Objectives: To study anticancer effects, underlying mechanism and safety of ethoxy mansonone G (EMG) which is the potent derivative of mansonone G (MG) in breast cancer cells.
Methods: Anticancer, antimigration, anti-invasion effects and anchorage-independent growth were investigated by MTT, scratch, matrigel invasion and soft agar assays. Estrogen receptor (ER)-targeted genes and endocrine-resistant genes were assessed by RT-PCR and Western blot.

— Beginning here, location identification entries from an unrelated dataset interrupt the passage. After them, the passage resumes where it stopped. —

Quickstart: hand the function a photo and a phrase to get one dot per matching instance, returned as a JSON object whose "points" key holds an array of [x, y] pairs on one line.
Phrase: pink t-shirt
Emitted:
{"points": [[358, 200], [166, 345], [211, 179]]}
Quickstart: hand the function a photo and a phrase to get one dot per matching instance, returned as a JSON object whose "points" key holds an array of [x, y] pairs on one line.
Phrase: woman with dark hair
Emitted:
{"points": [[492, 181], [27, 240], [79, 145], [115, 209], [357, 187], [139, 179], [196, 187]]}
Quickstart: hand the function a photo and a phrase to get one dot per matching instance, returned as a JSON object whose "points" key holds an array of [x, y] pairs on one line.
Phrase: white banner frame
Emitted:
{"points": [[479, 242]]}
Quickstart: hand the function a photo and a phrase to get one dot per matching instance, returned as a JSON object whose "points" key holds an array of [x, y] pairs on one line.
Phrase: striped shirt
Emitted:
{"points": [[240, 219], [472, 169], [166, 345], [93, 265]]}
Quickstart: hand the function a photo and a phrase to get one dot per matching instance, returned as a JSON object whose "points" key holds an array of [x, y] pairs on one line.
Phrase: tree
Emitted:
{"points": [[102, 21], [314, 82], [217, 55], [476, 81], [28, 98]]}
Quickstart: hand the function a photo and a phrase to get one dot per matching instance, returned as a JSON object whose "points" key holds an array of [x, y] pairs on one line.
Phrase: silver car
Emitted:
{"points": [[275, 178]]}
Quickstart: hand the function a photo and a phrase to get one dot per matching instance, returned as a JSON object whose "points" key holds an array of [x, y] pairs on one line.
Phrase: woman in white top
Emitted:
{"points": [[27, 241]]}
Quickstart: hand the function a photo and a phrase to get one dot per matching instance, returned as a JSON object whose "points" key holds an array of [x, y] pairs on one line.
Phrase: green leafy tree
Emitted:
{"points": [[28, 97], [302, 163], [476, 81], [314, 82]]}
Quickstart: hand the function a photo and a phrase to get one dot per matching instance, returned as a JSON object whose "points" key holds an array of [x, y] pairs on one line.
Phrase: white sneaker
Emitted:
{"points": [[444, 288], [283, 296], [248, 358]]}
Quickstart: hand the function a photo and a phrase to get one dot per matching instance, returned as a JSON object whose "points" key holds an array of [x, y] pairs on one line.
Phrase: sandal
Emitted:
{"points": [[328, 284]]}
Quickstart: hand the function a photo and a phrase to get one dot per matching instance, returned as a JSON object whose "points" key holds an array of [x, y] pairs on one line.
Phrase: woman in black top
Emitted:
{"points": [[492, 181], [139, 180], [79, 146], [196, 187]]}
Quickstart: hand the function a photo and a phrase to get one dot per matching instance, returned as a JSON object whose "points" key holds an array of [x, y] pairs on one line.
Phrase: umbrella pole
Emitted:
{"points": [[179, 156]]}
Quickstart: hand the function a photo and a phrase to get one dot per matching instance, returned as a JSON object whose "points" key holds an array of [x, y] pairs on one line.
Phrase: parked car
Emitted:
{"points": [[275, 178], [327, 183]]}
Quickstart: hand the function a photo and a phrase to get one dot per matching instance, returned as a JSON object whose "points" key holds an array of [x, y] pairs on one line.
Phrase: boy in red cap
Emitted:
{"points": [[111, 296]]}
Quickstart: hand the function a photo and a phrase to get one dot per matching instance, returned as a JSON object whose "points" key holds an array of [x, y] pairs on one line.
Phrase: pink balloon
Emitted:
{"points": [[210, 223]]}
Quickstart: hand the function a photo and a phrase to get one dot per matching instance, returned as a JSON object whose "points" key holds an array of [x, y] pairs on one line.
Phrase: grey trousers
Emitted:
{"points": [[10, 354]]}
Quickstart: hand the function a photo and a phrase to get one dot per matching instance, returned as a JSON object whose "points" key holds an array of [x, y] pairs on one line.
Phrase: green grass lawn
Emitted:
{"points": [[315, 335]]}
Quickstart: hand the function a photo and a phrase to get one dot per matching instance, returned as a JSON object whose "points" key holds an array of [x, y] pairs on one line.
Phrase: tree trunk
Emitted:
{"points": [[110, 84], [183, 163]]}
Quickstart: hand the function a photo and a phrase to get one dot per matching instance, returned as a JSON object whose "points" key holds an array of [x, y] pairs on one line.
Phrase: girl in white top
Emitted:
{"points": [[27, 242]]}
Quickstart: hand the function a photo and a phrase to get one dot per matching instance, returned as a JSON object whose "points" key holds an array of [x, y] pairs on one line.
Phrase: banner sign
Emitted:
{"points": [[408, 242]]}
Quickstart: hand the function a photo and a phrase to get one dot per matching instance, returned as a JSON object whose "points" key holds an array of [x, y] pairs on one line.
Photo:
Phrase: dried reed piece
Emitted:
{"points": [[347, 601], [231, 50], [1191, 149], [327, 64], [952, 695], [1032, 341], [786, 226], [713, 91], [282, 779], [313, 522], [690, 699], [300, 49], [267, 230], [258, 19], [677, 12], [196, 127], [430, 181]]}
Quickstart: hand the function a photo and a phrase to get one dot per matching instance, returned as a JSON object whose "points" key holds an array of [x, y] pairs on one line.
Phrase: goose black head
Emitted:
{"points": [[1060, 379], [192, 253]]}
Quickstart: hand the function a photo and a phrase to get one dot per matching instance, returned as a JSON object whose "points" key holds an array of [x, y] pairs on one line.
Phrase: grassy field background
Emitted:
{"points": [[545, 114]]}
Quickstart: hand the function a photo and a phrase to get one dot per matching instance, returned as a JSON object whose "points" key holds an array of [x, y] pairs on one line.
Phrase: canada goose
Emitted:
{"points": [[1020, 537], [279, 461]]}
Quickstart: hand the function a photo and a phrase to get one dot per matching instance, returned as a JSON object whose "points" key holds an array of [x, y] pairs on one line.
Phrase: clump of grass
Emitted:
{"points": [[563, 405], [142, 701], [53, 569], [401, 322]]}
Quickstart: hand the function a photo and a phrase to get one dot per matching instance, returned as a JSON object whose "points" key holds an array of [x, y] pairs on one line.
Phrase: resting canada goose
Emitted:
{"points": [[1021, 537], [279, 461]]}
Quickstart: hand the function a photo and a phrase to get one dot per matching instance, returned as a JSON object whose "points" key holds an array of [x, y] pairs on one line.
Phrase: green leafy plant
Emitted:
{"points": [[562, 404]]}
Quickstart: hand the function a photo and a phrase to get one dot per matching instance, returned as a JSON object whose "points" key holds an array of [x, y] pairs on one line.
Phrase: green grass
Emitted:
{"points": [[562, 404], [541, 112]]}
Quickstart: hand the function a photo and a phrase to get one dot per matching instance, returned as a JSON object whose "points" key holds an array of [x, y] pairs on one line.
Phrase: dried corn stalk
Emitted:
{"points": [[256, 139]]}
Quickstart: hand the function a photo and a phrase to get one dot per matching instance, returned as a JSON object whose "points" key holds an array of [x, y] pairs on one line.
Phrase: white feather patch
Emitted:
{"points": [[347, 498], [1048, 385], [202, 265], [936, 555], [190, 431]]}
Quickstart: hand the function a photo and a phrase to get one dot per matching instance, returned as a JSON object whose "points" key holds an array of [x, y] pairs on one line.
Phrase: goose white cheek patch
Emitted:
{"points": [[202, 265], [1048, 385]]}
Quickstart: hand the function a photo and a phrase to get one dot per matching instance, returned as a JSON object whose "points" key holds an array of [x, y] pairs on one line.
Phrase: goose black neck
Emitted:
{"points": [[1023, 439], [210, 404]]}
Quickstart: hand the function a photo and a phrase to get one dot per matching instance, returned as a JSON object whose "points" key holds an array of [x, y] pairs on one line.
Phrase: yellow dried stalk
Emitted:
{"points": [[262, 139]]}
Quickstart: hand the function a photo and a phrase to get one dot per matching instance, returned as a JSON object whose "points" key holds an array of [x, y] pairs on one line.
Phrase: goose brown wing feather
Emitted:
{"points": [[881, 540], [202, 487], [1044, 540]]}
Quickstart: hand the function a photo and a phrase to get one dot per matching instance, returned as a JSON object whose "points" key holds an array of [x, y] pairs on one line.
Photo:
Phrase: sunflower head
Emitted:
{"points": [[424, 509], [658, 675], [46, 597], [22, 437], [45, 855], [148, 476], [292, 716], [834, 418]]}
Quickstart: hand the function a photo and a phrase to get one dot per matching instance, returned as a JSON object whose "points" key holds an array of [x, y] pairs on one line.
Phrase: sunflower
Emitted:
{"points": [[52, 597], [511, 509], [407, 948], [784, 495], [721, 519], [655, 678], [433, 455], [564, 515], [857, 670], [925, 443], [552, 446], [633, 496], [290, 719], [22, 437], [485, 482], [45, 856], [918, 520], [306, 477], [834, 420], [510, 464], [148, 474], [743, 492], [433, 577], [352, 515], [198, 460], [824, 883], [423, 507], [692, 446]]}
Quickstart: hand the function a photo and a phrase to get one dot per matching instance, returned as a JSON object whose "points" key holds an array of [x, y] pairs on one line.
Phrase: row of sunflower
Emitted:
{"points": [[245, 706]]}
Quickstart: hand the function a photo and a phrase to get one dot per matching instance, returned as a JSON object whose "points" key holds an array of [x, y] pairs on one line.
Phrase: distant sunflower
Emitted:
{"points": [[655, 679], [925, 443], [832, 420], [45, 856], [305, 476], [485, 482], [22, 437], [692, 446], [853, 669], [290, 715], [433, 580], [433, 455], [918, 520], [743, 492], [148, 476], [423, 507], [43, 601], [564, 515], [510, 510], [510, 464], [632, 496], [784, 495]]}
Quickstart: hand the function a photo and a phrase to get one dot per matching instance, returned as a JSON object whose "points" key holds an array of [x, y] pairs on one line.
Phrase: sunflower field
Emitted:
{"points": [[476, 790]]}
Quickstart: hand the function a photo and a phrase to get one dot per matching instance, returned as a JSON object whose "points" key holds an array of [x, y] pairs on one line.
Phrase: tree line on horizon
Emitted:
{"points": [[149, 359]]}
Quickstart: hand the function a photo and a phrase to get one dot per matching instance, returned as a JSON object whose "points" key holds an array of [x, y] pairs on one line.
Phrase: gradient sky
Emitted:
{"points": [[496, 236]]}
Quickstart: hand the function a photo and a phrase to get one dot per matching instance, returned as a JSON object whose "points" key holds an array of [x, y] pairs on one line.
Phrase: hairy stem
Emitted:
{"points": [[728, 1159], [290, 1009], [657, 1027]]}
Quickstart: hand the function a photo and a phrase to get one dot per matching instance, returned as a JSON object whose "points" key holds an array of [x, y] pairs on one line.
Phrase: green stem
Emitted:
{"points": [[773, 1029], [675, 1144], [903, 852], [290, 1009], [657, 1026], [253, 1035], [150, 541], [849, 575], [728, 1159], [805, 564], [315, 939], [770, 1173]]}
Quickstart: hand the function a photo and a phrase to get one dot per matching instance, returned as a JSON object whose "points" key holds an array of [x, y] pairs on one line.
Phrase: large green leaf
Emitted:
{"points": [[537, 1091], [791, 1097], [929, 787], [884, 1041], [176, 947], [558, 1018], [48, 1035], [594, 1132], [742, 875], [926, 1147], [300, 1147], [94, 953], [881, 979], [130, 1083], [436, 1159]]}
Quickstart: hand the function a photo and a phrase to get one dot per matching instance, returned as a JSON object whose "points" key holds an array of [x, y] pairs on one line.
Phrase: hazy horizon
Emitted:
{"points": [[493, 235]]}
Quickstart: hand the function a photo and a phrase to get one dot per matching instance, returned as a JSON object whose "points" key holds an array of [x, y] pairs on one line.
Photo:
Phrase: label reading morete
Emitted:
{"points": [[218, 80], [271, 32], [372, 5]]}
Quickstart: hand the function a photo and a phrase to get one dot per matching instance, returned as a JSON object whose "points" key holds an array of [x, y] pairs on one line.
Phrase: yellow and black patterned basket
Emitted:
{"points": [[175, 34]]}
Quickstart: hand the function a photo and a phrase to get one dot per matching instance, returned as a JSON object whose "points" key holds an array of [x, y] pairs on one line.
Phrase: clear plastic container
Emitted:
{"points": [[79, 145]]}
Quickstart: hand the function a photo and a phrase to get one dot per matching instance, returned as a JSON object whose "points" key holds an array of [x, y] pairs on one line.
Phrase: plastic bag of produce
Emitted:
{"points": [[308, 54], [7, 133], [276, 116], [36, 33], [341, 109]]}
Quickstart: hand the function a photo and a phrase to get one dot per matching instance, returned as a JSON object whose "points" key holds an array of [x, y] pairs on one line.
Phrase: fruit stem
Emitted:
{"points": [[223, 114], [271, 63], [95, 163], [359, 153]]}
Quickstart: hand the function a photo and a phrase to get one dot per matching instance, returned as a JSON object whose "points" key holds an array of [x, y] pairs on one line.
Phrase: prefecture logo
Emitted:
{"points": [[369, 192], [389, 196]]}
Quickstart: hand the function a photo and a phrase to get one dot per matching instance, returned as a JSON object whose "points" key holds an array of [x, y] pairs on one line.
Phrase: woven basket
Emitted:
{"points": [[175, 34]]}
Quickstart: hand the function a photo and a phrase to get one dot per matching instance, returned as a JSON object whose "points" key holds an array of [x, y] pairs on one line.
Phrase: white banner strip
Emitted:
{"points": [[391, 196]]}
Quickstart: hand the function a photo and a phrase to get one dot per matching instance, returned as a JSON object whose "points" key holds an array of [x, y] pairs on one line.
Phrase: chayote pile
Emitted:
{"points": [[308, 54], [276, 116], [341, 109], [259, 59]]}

Key findings: Ethoxy mansonone G is the most potent MG derivative and has anticancer effects in ER-positive, endocrine-resistant and ER-negative breast cancer cells. Our results demonstrated that EMG can significantly inhibit estrogen-induced cell proliferation and the expression of ER-targeted genes in ER-positive breast cancer cells, suggesting the anti-estrogenic property of EMG which is consisting with the virtual molecular docking that EMG could possibly bind to the ERα. Moreover, EMG has synergistic effect with tamoxifen in endocrine-resistant cells. EMG also inhibited cell proliferation, invasion and anchorage-independent growth by reducing expression of genes involved in endocrine resistance and invasive factors during the metastatic process.
Conclusion: Ethoxy mansonone G has an anticancer effect in breast cancer cells and is possible to use as a therapeutic agent in patients with breast cancer.
Keywords: anticancer; endocrine resistance; estrogen receptor-positive breast cancer; ethoxy mansonone G.
© 2019 Royal Pharmaceutical Society.